Department of Molecular Genetics and Microbiology, Duke University School of Medicine, Durham, NC, USA.
medRxiv. 2024 Jul 14:2024.07.13.24310305. doi: 10.1101/2024.07.13.24310305.
Most genetic variants identified through genome-wide association studies (GWAS) are suspected to be regulatory in nature, but only a small fraction colocalize with expression quantitative trait loci (eQTLs, variants associated with expression of a gene). Therefore, it is hypothesized but largely untested that integration of disease GWAS with context-specific eQTLs will reveal the underlying genes driving disease associations. We used colocalization and transcriptomic analyses to identify shared genetic variants and likely causal genes associated with critically ill COVID-19 and idiopathic pulmonary fibrosis. We first identified five genome-wide significant variants associated with both diseases. Four of the variants did not demonstrate clear colocalization between GWAS and healthy lung eQTL signals. Instead, two of the four variants colocalized only in cell-type and disease-specific eQTL datasets. These analyses pointed to higher expression from the C allele of rs12585036, in monocytes and in lung tissue from primarily smokers, which increased risk of IPF and decreased risk of critically ill COVID-19. We also found lower expression (and higher methylation at a specific CpG) from the G allele of rs12610495, acting in fibroblasts and in IPF lungs, and increased risk of IPF and critically ill COVID-19. We further found differential expression of the identified causal genes in diseased lungs when compared to non-diseased lungs, specifically in epithelial and immune cell types. These findings highlight the power of integrating GWAS, context-specific eQTLs, and transcriptomics of diseased tissue to harness human genetic variation to identify causal genes and where they function during multiple diseases.

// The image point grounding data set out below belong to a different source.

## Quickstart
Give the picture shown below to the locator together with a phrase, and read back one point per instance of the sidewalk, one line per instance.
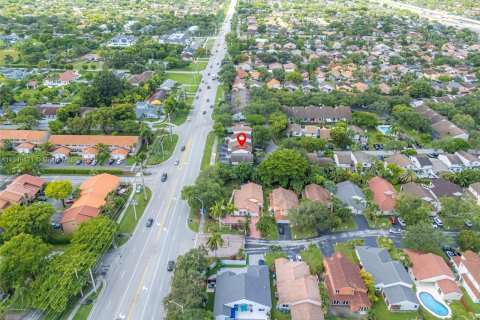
(85, 297)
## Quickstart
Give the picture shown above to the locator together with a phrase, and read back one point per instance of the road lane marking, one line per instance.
(137, 292)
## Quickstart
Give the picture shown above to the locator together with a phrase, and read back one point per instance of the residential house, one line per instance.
(429, 270)
(420, 191)
(93, 194)
(468, 159)
(345, 286)
(452, 161)
(139, 79)
(351, 195)
(298, 290)
(467, 268)
(316, 193)
(444, 188)
(474, 191)
(343, 159)
(22, 190)
(244, 295)
(280, 201)
(17, 137)
(122, 41)
(78, 143)
(390, 277)
(401, 161)
(362, 160)
(315, 114)
(384, 194)
(423, 166)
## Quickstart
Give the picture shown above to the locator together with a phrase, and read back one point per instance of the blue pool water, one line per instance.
(432, 304)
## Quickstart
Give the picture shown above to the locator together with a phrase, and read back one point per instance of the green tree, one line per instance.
(421, 237)
(278, 122)
(33, 219)
(282, 167)
(411, 209)
(261, 135)
(469, 240)
(22, 257)
(58, 190)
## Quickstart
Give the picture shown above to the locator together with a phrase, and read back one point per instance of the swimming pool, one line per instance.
(433, 305)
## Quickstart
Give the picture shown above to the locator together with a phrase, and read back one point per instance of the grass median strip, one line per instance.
(207, 152)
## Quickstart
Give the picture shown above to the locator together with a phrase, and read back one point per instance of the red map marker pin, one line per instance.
(241, 138)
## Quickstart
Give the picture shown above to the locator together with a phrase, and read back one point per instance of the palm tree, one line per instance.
(214, 242)
(408, 176)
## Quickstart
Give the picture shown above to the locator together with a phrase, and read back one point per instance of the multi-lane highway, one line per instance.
(435, 15)
(137, 279)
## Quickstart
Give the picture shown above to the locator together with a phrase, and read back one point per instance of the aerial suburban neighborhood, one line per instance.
(243, 159)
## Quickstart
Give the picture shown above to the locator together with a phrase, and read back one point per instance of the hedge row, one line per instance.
(116, 172)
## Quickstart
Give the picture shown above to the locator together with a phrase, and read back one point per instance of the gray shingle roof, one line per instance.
(253, 285)
(350, 194)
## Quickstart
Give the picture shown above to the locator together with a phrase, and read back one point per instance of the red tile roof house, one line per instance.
(345, 286)
(384, 195)
(429, 269)
(298, 290)
(247, 200)
(467, 267)
(280, 201)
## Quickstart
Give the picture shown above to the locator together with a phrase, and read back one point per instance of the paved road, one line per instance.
(136, 279)
(435, 15)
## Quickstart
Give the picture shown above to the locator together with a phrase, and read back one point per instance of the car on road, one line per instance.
(170, 265)
(395, 231)
(149, 222)
(438, 221)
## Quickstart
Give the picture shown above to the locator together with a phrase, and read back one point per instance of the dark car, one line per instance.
(170, 265)
(149, 222)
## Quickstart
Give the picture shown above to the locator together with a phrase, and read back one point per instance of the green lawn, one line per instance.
(302, 234)
(348, 249)
(207, 152)
(276, 314)
(313, 257)
(185, 78)
(129, 223)
(84, 310)
(5, 52)
(194, 66)
(396, 254)
(156, 155)
(349, 225)
(380, 223)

通过全基因组关联研究(GWAS)鉴定出的大多数基因变异在本质上被怀疑具有调控作用,但只有一小部分与表达数量性状位点(eQTL,即与基因表达相关的变异)共定位。因此,有假设认为,将疾病GWAS与特定背景下的eQTL整合起来将揭示驱动疾病关联的潜在基因,但这在很大程度上尚未得到验证。我们使用共定位和转录组分析来识别与重症COVID-19和特发性肺纤维化相关的共享基因变异和可能的因果基因。我们首先鉴定出与这两种疾病都相关的五个全基因组显著变异。其中四个变异在GWAS和健康肺组织eQTL信号之间未显示出明显的共定位。相反,这四个变异中的两个仅在细胞类型和疾病特异性eQTL数据集中共定位。这些分析表明,rs12585036的C等位基因在单核细胞和主要来自吸烟者的肺组织中表达较高,这增加了患特发性肺纤维化的风险并降低了患重症COVID-19的风险。我们还发现,rs12610495的G等位基因在成纤维细胞和特发性肺纤维化肺组织中发挥作用,其表达较低(且在特定CpG处甲基化程度较高),并增加了患特发性肺纤维化和重症COVID-19的风险。与非患病肺组织相比,我们进一步发现所鉴定的因果基因在患病肺组织中存在差异表达,特别是在上皮细胞和免疫细胞类型中。这些发现突出了整合GWAS、特定背景下的eQTL以及患病组织转录组学以利用人类基因变异来识别因果基因及其在多种疾病中发挥作用的位置的能力。